The length of the DRM is also thought to reflect the surgical quality and affect long-term oncological outcomes. We evaluated the quality of mesorectal excision with DRM parameters and found no significant difference between the two procedures. These results are considered oncologically acceptable [38, 39]. Surprisingly, the mean DRM length of the RRS group was shorter than that of the ORS group based on studies completed after 2014. The rate of abdominoperineal resection from one study [31] of this meta-analysis was higher with the open approach; therefore the length of the distal margin was longer in the ORS group, and this study indicated that the length of the DRM of the sphincter-preserving procedure was 17 mm and that of the abdominoperineal resection was 43 mm [31]. The surgeons mentioned in nine studies included in this meta-analysis were also affected by the learning curve for robotic rectal surgery. Robotic rectal surgery is technically challenging and has a steeper learning curve because it requires not only precise tumor margin resection but complex and time-dependent intestinal reconstruction. To overcome the learning curve of robotic colorectal surgery, experience with between 15 and 25 surgeries is required to develop proficiency [40]. Unfortunately, the included studies did not explain whether the surgeon has overcome the learning curve, and surgeons with less experience in robotic surgery may have a potential impact on outcomes.

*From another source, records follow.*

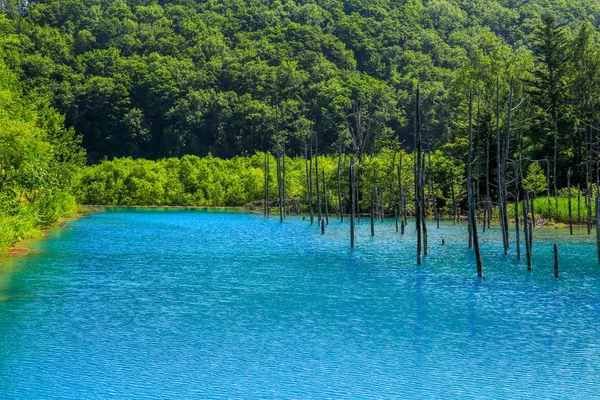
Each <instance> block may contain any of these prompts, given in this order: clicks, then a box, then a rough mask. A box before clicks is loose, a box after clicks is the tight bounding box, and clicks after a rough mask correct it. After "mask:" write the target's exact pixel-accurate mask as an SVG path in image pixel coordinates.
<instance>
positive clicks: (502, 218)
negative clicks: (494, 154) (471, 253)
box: [496, 77, 508, 255]
mask: <svg viewBox="0 0 600 400" xmlns="http://www.w3.org/2000/svg"><path fill="white" fill-rule="evenodd" d="M500 143H501V138H500V80H499V78H498V77H496V181H497V183H498V214H499V215H498V217H499V218H500V228H501V230H502V245H503V247H504V254H505V255H506V254H508V226H507V224H506V223H505V222H506V221H505V219H504V213H505V212H506V208H505V207H504V184H503V176H504V174H506V171H503V170H502V154H501V148H500Z"/></svg>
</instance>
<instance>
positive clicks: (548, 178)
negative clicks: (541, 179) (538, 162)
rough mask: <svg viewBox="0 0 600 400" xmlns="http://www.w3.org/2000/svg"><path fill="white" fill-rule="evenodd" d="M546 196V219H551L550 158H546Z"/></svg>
mask: <svg viewBox="0 0 600 400" xmlns="http://www.w3.org/2000/svg"><path fill="white" fill-rule="evenodd" d="M546 196H547V197H548V221H550V220H551V219H552V204H551V202H550V160H548V159H546Z"/></svg>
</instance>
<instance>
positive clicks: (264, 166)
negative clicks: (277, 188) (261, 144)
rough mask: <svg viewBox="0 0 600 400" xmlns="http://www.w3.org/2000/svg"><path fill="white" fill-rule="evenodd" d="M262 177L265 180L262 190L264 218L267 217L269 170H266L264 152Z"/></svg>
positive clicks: (267, 169) (268, 198) (267, 205)
mask: <svg viewBox="0 0 600 400" xmlns="http://www.w3.org/2000/svg"><path fill="white" fill-rule="evenodd" d="M264 175H265V179H264V188H263V192H264V198H263V200H264V210H263V212H264V216H265V218H266V217H267V208H268V205H267V203H268V202H269V170H268V164H267V152H265V163H264Z"/></svg>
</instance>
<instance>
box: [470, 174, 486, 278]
mask: <svg viewBox="0 0 600 400" xmlns="http://www.w3.org/2000/svg"><path fill="white" fill-rule="evenodd" d="M474 185H475V184H474V183H472V185H471V187H469V188H468V193H469V196H468V197H469V225H470V226H471V232H472V234H473V246H474V250H475V261H476V262H477V276H478V277H480V278H483V266H482V262H481V249H480V247H479V235H478V234H477V215H476V213H475V193H474V191H475V189H474Z"/></svg>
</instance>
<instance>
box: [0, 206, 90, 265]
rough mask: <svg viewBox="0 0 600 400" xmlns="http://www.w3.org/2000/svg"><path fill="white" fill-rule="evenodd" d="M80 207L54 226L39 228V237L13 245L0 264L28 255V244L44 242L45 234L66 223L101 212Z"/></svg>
mask: <svg viewBox="0 0 600 400" xmlns="http://www.w3.org/2000/svg"><path fill="white" fill-rule="evenodd" d="M81 207H82V209H81V210H79V211H77V212H76V213H75V214H73V215H72V216H70V217H64V218H60V219H59V220H58V221H56V222H55V223H54V224H52V225H50V226H47V227H44V228H40V231H41V235H40V236H39V237H35V238H29V239H23V240H20V241H18V242H16V243H13V244H12V245H11V246H10V248H9V249H8V251H7V252H6V254H5V255H3V256H0V264H1V263H2V262H4V261H6V260H9V259H14V258H19V257H23V256H26V255H27V254H30V253H31V251H32V249H31V248H30V247H29V246H28V245H29V244H30V243H35V242H37V241H39V240H44V238H45V237H46V235H47V233H48V232H49V231H50V230H52V229H60V228H62V227H64V226H65V224H67V223H68V222H70V221H73V220H76V219H79V218H85V217H86V216H87V215H88V214H93V213H96V212H101V211H100V210H99V209H98V208H96V207H91V206H81Z"/></svg>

The remote control, along with the placement of wristed instruments in line with pelvic walls, allows the surgeon to perform the rectal resection much more ergonomically [41, 42]. However, we did not find differences in terms of oncologic outcomes between the robotic and open approaches. The reason may be that the same oncologic principles for lymphovascular pedicle division and the extent of colorectal resection were applied [43]. Another meta-analysis, based on seven prospective and retrospective studies, that did not include the most recently published studies, showed no differences in terms of oncologic outcomes between the two approaches [44]. For example, there was no significant difference in pathological outcomes between robotic and laparoscopic rectal cancer surgery, which was confirmed by our previous studies [45].

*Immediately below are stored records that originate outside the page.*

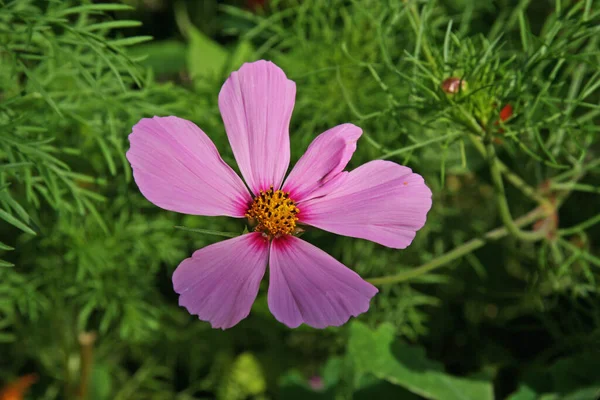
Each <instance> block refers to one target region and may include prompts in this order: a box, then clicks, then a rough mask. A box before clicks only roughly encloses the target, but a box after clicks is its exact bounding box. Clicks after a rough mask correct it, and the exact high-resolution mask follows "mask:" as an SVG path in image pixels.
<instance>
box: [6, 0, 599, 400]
mask: <svg viewBox="0 0 600 400" xmlns="http://www.w3.org/2000/svg"><path fill="white" fill-rule="evenodd" d="M599 41H600V2H599V1H596V0H580V1H576V0H556V1H554V0H552V1H550V0H431V1H417V0H402V1H400V0H377V1H376V0H344V1H342V0H330V1H327V0H303V1H302V0H281V1H277V0H263V1H260V0H239V1H227V2H220V1H212V0H203V1H191V0H188V1H183V0H181V1H167V0H129V1H123V2H120V3H119V2H115V3H108V2H105V1H98V2H92V1H75V0H72V1H69V0H67V1H45V0H39V1H34V0H12V1H11V0H0V218H1V221H0V259H1V260H2V261H0V388H3V389H0V399H1V400H19V399H90V400H105V399H179V400H184V399H225V400H229V399H231V400H237V399H313V398H314V399H367V398H370V399H373V398H378V399H379V398H381V399H387V398H390V399H411V400H412V399H436V400H437V399H439V400H446V399H448V400H454V399H463V400H471V399H472V400H486V399H493V398H496V399H506V398H508V399H511V400H529V399H544V400H550V399H552V400H554V399H580V400H587V399H589V400H596V399H597V398H599V397H600V296H599V289H600V286H599V284H598V280H599V279H600V273H599V271H600V270H599V268H600V251H599V247H598V242H599V239H600V224H599V223H600V215H599V214H598V213H599V212H600V206H599V204H600V196H599V194H600V162H599V160H598V154H599V152H600V146H599V143H600V139H599V137H600V135H599V130H600V128H599V125H598V121H600V105H599V104H600V67H599V65H600V47H599ZM258 59H267V60H271V61H273V62H275V63H276V64H278V65H279V66H280V67H282V68H283V70H284V71H285V72H286V74H287V75H288V77H289V78H290V79H292V80H294V81H295V82H296V84H297V100H296V108H295V110H294V114H293V117H292V126H291V129H290V131H291V143H292V163H293V162H295V161H296V160H297V159H298V158H299V157H300V155H301V154H302V153H303V152H304V150H305V149H306V147H307V146H308V144H309V143H310V142H311V141H312V140H313V139H314V137H316V135H318V134H319V133H321V132H323V131H325V130H326V129H328V128H330V127H332V126H334V125H337V124H341V123H344V122H352V123H354V124H356V125H359V126H360V127H362V128H363V130H364V135H363V137H362V138H361V139H360V141H359V143H358V150H357V152H356V153H355V155H354V157H353V159H352V161H351V162H350V165H349V169H353V168H355V167H356V166H358V165H360V164H362V163H364V162H367V161H370V160H373V159H379V158H384V159H389V160H392V161H395V162H398V163H400V164H403V165H407V166H409V167H411V168H412V169H413V170H414V171H415V172H417V173H419V174H421V175H423V176H424V177H425V180H426V182H427V184H428V185H429V186H430V187H431V189H432V191H433V193H434V194H433V208H432V210H431V212H430V213H429V215H428V220H427V224H426V225H425V227H424V228H423V229H422V230H421V231H419V233H418V234H417V237H416V239H415V241H414V242H413V244H412V245H411V246H410V247H409V248H408V249H406V250H401V251H399V250H393V249H388V248H385V247H383V246H380V245H377V244H374V243H371V242H367V241H364V240H359V239H351V238H343V237H338V236H335V235H333V234H329V233H326V232H322V231H319V230H316V229H314V230H309V231H307V232H306V233H305V234H304V236H303V238H304V239H306V240H308V241H310V242H312V243H314V244H316V245H317V246H319V247H320V248H322V249H324V250H325V251H327V252H328V253H329V254H331V255H332V256H334V257H335V258H336V259H338V260H340V261H341V262H343V263H344V264H345V265H347V266H349V267H351V268H352V269H354V270H356V271H357V272H358V273H359V274H361V276H363V277H364V278H366V279H372V281H373V282H374V283H375V284H377V286H378V287H379V289H380V293H379V294H378V295H377V296H376V297H375V299H374V300H373V301H372V302H371V308H370V310H369V311H368V312H367V313H365V314H363V315H361V316H360V317H359V318H355V319H352V320H351V321H350V322H349V323H348V324H346V325H345V326H342V327H339V328H328V329H325V330H316V329H312V328H309V327H306V326H301V327H300V328H298V329H293V330H292V329H288V328H286V327H285V326H284V325H282V324H280V323H278V322H277V321H276V320H275V319H274V318H273V317H272V316H271V314H270V313H269V311H268V307H267V304H266V294H267V290H266V289H267V282H266V281H264V282H263V283H262V285H263V286H261V291H260V293H259V296H258V299H257V301H256V303H255V304H254V306H253V309H252V312H251V314H250V316H249V317H248V318H247V319H245V320H243V321H242V322H241V323H240V324H238V325H237V326H235V327H234V328H232V329H229V330H226V331H221V330H212V329H211V328H210V325H209V324H208V323H205V322H202V321H199V320H198V319H197V318H196V317H194V316H191V315H189V314H188V313H187V312H186V311H185V310H184V309H183V308H180V307H178V305H177V301H178V299H177V295H176V294H175V293H174V292H173V289H172V284H171V274H172V272H173V270H174V269H175V268H176V266H177V265H178V263H179V262H180V261H181V260H183V259H184V258H186V257H189V256H190V255H191V253H192V252H193V251H194V250H196V249H198V248H201V247H203V246H206V245H208V244H210V243H214V242H216V241H219V240H220V239H221V238H219V237H216V236H211V235H207V234H200V233H194V232H190V231H183V230H178V229H175V228H174V227H175V226H185V227H188V228H199V229H208V230H217V231H227V232H242V230H243V229H244V222H243V221H238V220H232V219H228V218H202V217H195V216H183V215H180V214H176V213H172V212H167V211H164V210H161V209H159V208H158V207H155V206H153V205H152V204H150V203H149V202H148V201H147V200H145V199H144V198H143V197H142V196H141V194H140V193H139V190H138V189H137V187H136V186H135V183H134V182H133V180H132V177H131V170H130V167H129V164H128V163H127V161H126V159H125V152H126V151H127V149H128V141H127V135H128V134H129V133H130V132H131V127H132V126H133V125H134V124H135V123H136V122H137V121H138V120H139V119H140V118H143V117H149V116H153V115H161V116H164V115H177V116H179V117H182V118H187V119H190V120H192V121H194V122H195V123H196V124H198V125H199V126H200V127H201V128H202V129H203V130H204V131H205V132H206V133H207V134H208V135H209V136H210V137H211V139H212V140H213V141H214V142H215V143H216V145H217V147H218V148H219V151H220V152H221V154H222V156H223V158H224V159H225V160H226V161H227V162H228V163H230V165H232V166H234V164H235V163H234V162H233V155H232V153H231V150H230V149H229V145H228V143H227V138H226V135H225V132H224V128H223V124H222V121H221V117H220V114H219V111H218V107H217V95H218V92H219V89H220V87H221V85H222V84H223V82H224V80H225V79H226V77H227V76H228V75H229V73H231V71H233V70H235V69H237V68H238V67H239V66H240V65H241V64H242V63H243V62H246V61H253V60H258ZM449 79H450V80H449ZM452 79H454V81H453V80H452ZM461 80H462V82H463V85H462V86H461V84H459V83H458V82H460V81H461ZM451 83H454V84H453V85H452V84H451ZM458 87H461V89H460V90H458ZM455 89H456V90H455ZM511 110H512V111H511ZM234 168H235V167H234ZM30 374H35V376H32V375H30ZM26 388H27V389H26Z"/></svg>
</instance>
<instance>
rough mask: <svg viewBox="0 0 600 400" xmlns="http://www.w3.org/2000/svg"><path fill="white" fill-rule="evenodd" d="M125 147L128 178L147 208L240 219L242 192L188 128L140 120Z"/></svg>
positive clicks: (156, 120)
mask: <svg viewBox="0 0 600 400" xmlns="http://www.w3.org/2000/svg"><path fill="white" fill-rule="evenodd" d="M129 141H130V143H131V147H130V148H129V151H128V152H127V159H128V160H129V162H130V163H131V166H132V168H133V177H134V179H135V182H136V183H137V185H138V187H139V188H140V191H141V192H142V194H143V195H144V196H145V197H146V198H147V199H148V200H149V201H151V202H152V203H154V204H156V205H157V206H159V207H161V208H164V209H166V210H171V211H177V212H180V213H184V214H194V215H208V216H214V215H227V216H231V217H243V216H244V213H245V212H246V209H247V206H248V204H249V203H250V202H251V201H252V198H251V197H250V193H248V189H246V187H245V186H244V182H243V181H242V180H241V179H240V177H239V176H237V174H236V173H235V172H234V171H233V169H231V167H230V166H229V165H227V164H226V163H225V162H224V161H223V159H221V156H220V155H219V151H218V150H217V148H216V147H215V145H214V144H213V142H212V141H211V140H210V139H209V138H208V136H206V134H205V133H204V132H202V130H201V129H200V128H198V127H197V126H196V125H194V124H193V123H192V122H190V121H187V120H185V119H181V118H177V117H154V118H152V119H150V118H144V119H142V120H140V122H138V123H137V124H136V125H135V126H134V127H133V132H132V133H131V135H129Z"/></svg>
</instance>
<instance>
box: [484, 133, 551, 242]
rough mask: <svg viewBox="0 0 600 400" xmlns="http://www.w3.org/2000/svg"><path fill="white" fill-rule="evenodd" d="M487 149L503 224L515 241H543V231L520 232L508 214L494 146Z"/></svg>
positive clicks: (503, 185)
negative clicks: (514, 238) (515, 240)
mask: <svg viewBox="0 0 600 400" xmlns="http://www.w3.org/2000/svg"><path fill="white" fill-rule="evenodd" d="M486 147H487V158H488V162H489V164H490V172H491V174H492V181H493V183H494V188H495V189H496V201H497V203H498V211H499V212H500V218H501V219H502V222H503V223H504V226H505V227H506V229H508V232H509V233H510V234H511V235H513V236H514V237H516V238H517V239H520V240H523V241H529V242H533V241H537V240H541V239H543V238H544V237H545V236H546V234H547V232H546V231H545V230H543V229H542V230H540V231H538V232H527V231H523V230H521V229H520V228H519V227H518V226H517V225H516V224H515V221H513V218H512V215H511V214H510V208H509V206H508V201H507V200H506V193H505V192H504V183H503V182H502V173H501V172H500V168H499V166H498V160H497V158H496V150H495V149H494V144H493V143H492V142H491V141H490V143H488V145H487V146H486Z"/></svg>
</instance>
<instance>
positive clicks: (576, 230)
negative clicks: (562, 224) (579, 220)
mask: <svg viewBox="0 0 600 400" xmlns="http://www.w3.org/2000/svg"><path fill="white" fill-rule="evenodd" d="M599 222H600V214H596V215H595V216H594V217H592V218H590V219H588V220H587V221H584V222H582V223H580V224H577V225H575V226H572V227H570V228H565V229H559V231H558V234H559V235H560V236H568V235H573V234H575V233H579V232H582V231H584V230H586V229H587V228H589V227H591V226H594V225H596V224H597V223H599Z"/></svg>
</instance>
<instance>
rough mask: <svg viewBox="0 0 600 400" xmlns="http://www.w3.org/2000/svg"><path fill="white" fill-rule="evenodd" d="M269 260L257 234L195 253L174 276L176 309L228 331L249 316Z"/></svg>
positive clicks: (265, 238)
mask: <svg viewBox="0 0 600 400" xmlns="http://www.w3.org/2000/svg"><path fill="white" fill-rule="evenodd" d="M268 257H269V243H268V240H267V239H266V238H265V237H263V236H262V234H261V233H258V232H253V233H248V234H245V235H242V236H238V237H236V238H233V239H228V240H225V241H223V242H219V243H215V244H213V245H210V246H207V247H204V248H203V249H200V250H197V251H196V252H194V254H193V255H192V257H191V258H187V259H185V260H183V261H182V262H181V264H179V266H178V267H177V269H176V270H175V273H173V287H174V289H175V291H176V292H177V293H179V295H180V297H179V305H180V306H183V307H185V308H186V309H187V310H188V311H189V312H190V314H194V315H197V316H198V318H200V319H201V320H203V321H208V322H210V323H211V325H212V327H213V328H221V329H227V328H231V327H232V326H234V325H235V324H237V323H238V322H240V321H241V320H242V319H244V318H246V317H247V316H248V314H249V313H250V308H251V307H252V303H254V299H256V295H257V294H258V287H259V285H260V281H261V280H262V278H263V275H264V274H265V269H266V266H267V261H268Z"/></svg>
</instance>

The following limitations of our study need to be considered. First, four clinical trials of this meta-analysis had a sample size of less than 100, which were typically small studies. Second, the substantial heterogeneity of the included studies may reduce the power of the results. Third, two groups were comparable in age, sex, body mass index, and tumor stage. According to our quality assessment, part of observational studies included were prone to risk of selection bias, which have a potential impact on outcomes. However, subgroup analyses did not show significantly different results, supporting the findings of this meta-analysis. This study was conducted at an appropriate time, because enough data was available to use meta-analytical methods which enabled us to provide the most up-to-date information on this topic.

In conclusion, our study showed that the robotic resection for rectal cancer provided equivalent pathological outcomes to the open approach in terms of CRM positivity, number of harvested lymph nodes, complete TME rate and DRM. Future, large well-designed RCTs, are warranted to confirm the findings of this study.